Chicken enchilada soup Instant pot IP. Turn instant pot on sauté and manually adjust to the high setting. Do a quick release, remove chicken, and shred on a cutting board. Chicken enchilada soup Instant pot IP Comfort food!
Which means it's officially soup and pumpkin season.
The more I use my Instant Pot, the more I love it.
It is perfect for those nights when you are in a rush to get something on the table.
You can have Chicken enchilada soup Instant pot IP using 17 ingredients and 6 steps. Here is how you achieve that.
Ingredients of Chicken enchilada soup Instant pot IP
- It's 2 tablespoons of olive oil.
- You need 1 pound of chicken breasts cubed.
- Prepare 1 of white onion chopped.
- You need 2 cups of chicken stock/broth.
- It's 1 (10 oz) of can of red enchilada sauce.
- It's 1 (14 oz) of can fire roasted tomatoes.
- Prepare 1 (14 oz) of can whole kernel corn.
- It's 8 oz of diced green chilies.
- You need 4 cloves of garlic minced.
- Prepare 1 teaspoon of ground cumin.
- Prepare to taste of Salt.
- You need of Garnishes.
- Prepare of shredded cheese.
- Prepare of sour cream.
- It's of diced avocado.
- It's of hot sauce.
- It's of Crumbled Tortilla chips.
For this Instant Pot Chicken Enchilada Soup, I literally dumped everything in the Instant Pot, set the timer, and let the machine do its thing. This Instant Pot chicken enchilada soup packs in loads of flavor, and using a pressure cooker makes preparation and cooking extremely fast and easy. The soup is not only quick and easy, it's versatile as well. Add another can of beans—black beans, kidney beans, or pinto beans—to the pot, or increase the amount of chicken.
Chicken enchilada soup Instant pot IP instructions
- Turn instant pot to saute high/more.
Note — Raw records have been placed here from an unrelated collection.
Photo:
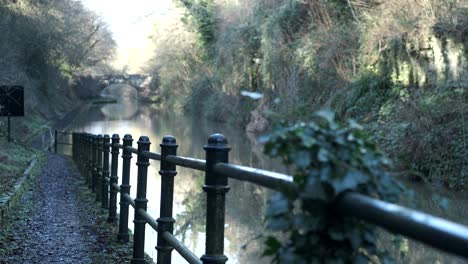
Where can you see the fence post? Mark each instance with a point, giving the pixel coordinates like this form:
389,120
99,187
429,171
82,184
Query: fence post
99,168
140,202
73,148
90,155
94,171
166,221
125,188
105,172
114,179
55,142
216,187
83,155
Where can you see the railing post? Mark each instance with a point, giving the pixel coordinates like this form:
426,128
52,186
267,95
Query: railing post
140,202
114,179
94,170
73,148
83,155
90,166
55,142
166,221
216,187
99,168
105,172
125,188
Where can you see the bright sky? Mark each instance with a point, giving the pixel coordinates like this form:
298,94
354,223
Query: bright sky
131,22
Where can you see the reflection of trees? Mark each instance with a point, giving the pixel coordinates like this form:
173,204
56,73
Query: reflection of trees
193,218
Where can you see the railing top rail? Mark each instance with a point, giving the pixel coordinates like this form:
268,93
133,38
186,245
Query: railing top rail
151,155
65,133
131,149
269,179
434,231
187,162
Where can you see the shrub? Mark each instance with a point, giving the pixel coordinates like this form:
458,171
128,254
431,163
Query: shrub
328,160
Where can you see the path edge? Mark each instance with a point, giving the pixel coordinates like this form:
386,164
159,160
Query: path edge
12,198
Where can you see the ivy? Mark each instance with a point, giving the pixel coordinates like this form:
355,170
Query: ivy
328,158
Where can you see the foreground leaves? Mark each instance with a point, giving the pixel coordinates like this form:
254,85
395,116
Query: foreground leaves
328,159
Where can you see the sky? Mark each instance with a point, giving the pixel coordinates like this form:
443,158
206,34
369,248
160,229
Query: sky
131,23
When it reads hot add olive oil and onions. Cook for a minute..
- Add chicken and cook while stirring untill the outside of chicken turns white..
- Add chicken broth, enchilada sauce, tomatoes (with liquid), corn (with liquid), green chilies (with liquid), garlic, salt and cumin. Stir with a wooden spoon and scrape the bottom of the pot to remove any bits..
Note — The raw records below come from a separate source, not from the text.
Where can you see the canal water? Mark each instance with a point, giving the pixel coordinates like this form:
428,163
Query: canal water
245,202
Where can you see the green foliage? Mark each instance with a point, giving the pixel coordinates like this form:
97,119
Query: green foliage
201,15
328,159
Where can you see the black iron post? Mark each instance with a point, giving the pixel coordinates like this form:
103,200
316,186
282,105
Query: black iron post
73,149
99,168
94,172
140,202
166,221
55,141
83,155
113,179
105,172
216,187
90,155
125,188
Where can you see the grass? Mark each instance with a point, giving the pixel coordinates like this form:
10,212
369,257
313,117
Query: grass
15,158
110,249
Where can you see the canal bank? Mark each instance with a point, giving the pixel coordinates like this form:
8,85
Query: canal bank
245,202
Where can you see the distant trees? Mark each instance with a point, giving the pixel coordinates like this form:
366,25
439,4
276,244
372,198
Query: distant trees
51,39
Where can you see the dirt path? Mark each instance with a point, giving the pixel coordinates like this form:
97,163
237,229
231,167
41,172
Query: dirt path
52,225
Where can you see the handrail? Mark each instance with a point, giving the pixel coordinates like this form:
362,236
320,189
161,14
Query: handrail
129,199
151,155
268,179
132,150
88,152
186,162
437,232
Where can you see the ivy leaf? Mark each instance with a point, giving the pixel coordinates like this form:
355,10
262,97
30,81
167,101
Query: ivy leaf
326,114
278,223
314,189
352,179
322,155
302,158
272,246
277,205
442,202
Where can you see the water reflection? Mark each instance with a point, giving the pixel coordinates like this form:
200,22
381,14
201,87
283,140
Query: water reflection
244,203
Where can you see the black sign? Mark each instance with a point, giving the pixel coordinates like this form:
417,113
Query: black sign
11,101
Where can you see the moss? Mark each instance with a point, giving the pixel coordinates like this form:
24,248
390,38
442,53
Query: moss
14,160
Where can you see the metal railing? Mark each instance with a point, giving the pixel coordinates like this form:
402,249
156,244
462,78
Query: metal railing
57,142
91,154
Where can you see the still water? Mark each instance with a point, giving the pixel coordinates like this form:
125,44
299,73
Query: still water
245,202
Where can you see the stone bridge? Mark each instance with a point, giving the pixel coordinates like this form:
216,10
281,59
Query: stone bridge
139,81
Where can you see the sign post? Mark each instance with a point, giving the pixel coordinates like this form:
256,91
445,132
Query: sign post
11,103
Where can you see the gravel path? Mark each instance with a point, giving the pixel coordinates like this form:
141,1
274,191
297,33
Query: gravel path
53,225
- Seal pressure cooker and cook on high pressure for 15 minutes then NPR for 10 minutes. Release the rest of the pressure..
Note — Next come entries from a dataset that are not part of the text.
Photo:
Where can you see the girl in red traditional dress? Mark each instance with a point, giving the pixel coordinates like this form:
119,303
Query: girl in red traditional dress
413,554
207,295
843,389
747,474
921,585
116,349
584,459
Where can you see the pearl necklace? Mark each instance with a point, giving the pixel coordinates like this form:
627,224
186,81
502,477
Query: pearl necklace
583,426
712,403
- Remove lid. Ladle into bowls. Top with tortilla chips, avocado, sour cream, cheese, and hot sauce..
- Enjoy!!.
Instant Pot Chicken Enchilada Soup-all the flavors of chicken enchiladas in a bowl of soup. The soup is thickened up with a can of refried beans instead of dairy…this soup can be made dairy free if you want it to be.. Other ways to make the Instant Pot chicken enchilada soup healthier: Use low-fat or non-fat cheese and sour cream, or omit them completely. Omit the garnish of tortilla strips, or use them in moderation. For a boost of soluble fiber and protein, add some cooked black beans to the soup.